JavaScript within native command set scripting

Native command sets support JavaScript scripting functionality that will allow the creator to add their own logic flow around sending native commands to network resources and the ability to execute or return data from external commands.

Syntax

The first line of the native command set must be //#javascript or //#js to indicate to the workflow engine that scripting mode has been enabled.

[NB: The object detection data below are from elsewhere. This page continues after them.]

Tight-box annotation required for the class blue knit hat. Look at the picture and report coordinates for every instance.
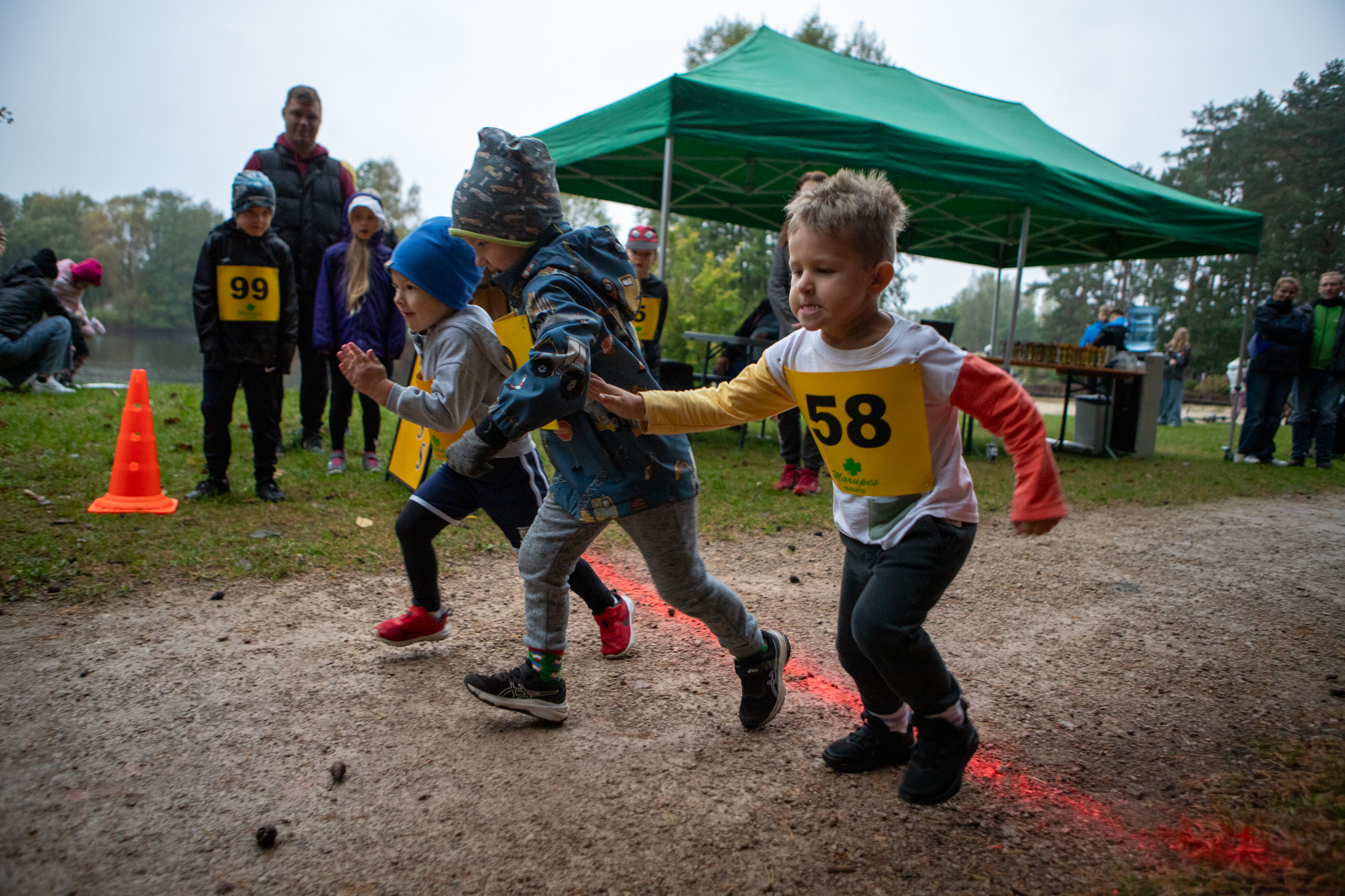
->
[387,218,481,310]
[234,171,276,215]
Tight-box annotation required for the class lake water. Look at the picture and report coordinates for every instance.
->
[76,330,299,388]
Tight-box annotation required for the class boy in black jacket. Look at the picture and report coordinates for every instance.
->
[187,171,299,501]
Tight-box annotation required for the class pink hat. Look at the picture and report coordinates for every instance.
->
[70,258,102,286]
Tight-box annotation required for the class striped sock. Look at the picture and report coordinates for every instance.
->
[527,647,565,681]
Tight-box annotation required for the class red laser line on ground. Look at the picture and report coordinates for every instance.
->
[585,557,1290,869]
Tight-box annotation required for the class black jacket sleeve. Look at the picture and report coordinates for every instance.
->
[276,247,299,373]
[191,234,223,354]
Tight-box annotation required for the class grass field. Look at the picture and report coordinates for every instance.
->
[0,384,1345,599]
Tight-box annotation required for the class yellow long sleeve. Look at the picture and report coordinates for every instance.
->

The script must include a function named execute that accepts three parameters and returns true or false to indicate that the unit of work (UOW) has succeeded or failed.
Note: The parameter names are not fixed.
Here is an example of the script syntax:
//#javascript
function execute(scriptAuditLogger, deviceInterface, systemInterface) {
    //enter javascript logic here
    return true;
}
This could also be written as:
//#javascript
function execute(logger, device, system) {
    //enter javascript logic here
    return true;
}

At script runtime, the workflow engine passes three classes corresponding to the function parameters to the script. Whatever names are chosen for the parameters, the names must be used within the body of the function.

Restriction: Do not use the $ character when creating JavaScript within native command set scripting, for example in a regular expression. Use #single_dollar# instead (including the hashtags). Netcool Configuration Manager interprets the $ character as the beginning of a substitution variable, which allows the use of parameters in Native Command Sets. A single $ character is therefore interpreted as the beginning of a substitution, and if there is no closing $ character, an error occurs.

Methods

In order to describe the methods that are available for each class, the parameter names in the first example from the Syntax section will be used.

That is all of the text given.